Ken Hensel of 2605 Oak Gate Court, who lives around the block from Harvey, filed the lawsuit Jan. 16 in Boone County Circuit Court claiming Harvey defaulted on their “oral contract” in which Hensel would paint interior sections and the pool house of Harvey’s residence at 2605 Chambray Road in exchange for MU football and basketball tickets.
The lawsuit claims Harvey agreed to give Hensel tickets to any MU football game he wanted, in addition to tickets to several MU men’s basketball games, in exchange for painting work valued at $5,475.
If the allegations are true, the act would violate the university’s policy prohibiting employees from exchanging “university property” for personal gain, said Tim Hickman, associate athletic director for operations.
In the lawsuit, Hensel claims Harvey gave him a total of 13 tickets valued at $525 for two men’s basketball exhibition games and two football games — against Illinois and Nebraska. The lawsuit charges that Harvey stopped supplying Hensel tickets after November 2003 and still owes him $4,950 for painting a bedroom, a bathroom, wicker furniture, a pool house veranda, a metal gate and fencing around the pool.
Harvey said he did nothing wrong.
“I did not break any NCAA rules,” Harvey said. “I did not break any ticket procedure rules. I disagree with the allegations, but there was work done on my house. I would never have a person come in and do some work and not pay a person for the work that we decided.”
Neither Hensel nor his attorney Rodney Stevens returned telephone calls Tuesday evening.
The MU Athletic Department extends two complimentary season tickets to men’s basketball and football games for coaches and players, said Chad Moller, spokesman for the department. However, staff may request additional free tickets from a pool of available seats depending on consumer demand, he said.
Moller said he does not know the details of Hensel’s claim that Harvey bartered tickets to get his house painted.
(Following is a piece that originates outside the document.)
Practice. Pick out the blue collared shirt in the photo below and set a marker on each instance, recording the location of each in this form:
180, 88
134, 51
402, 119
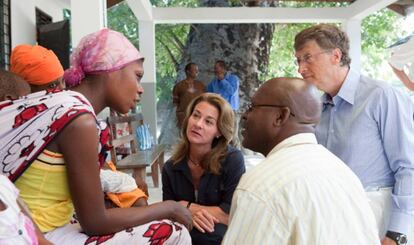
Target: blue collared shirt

“That’s a personal matter, so there is no stance on that at all from us,” Moller said.
The lawsuit comes less than a month after allegations against the athletic department were made public in recorded telephone calls from the Boone County Jail by former MU basketball guard Ricky Clemons.
“I didn’t violate any ticket policy,” Harvey said. “Because of where we’re at as a program, we’re being scrutinized. It was a personal matter that went bad, that I had no control over and I don’t know where it came from.”
A summons was issued for Harvey’s appearance, which is scheduled for 1:30 p.m. Feb. 18 in Boone County Court.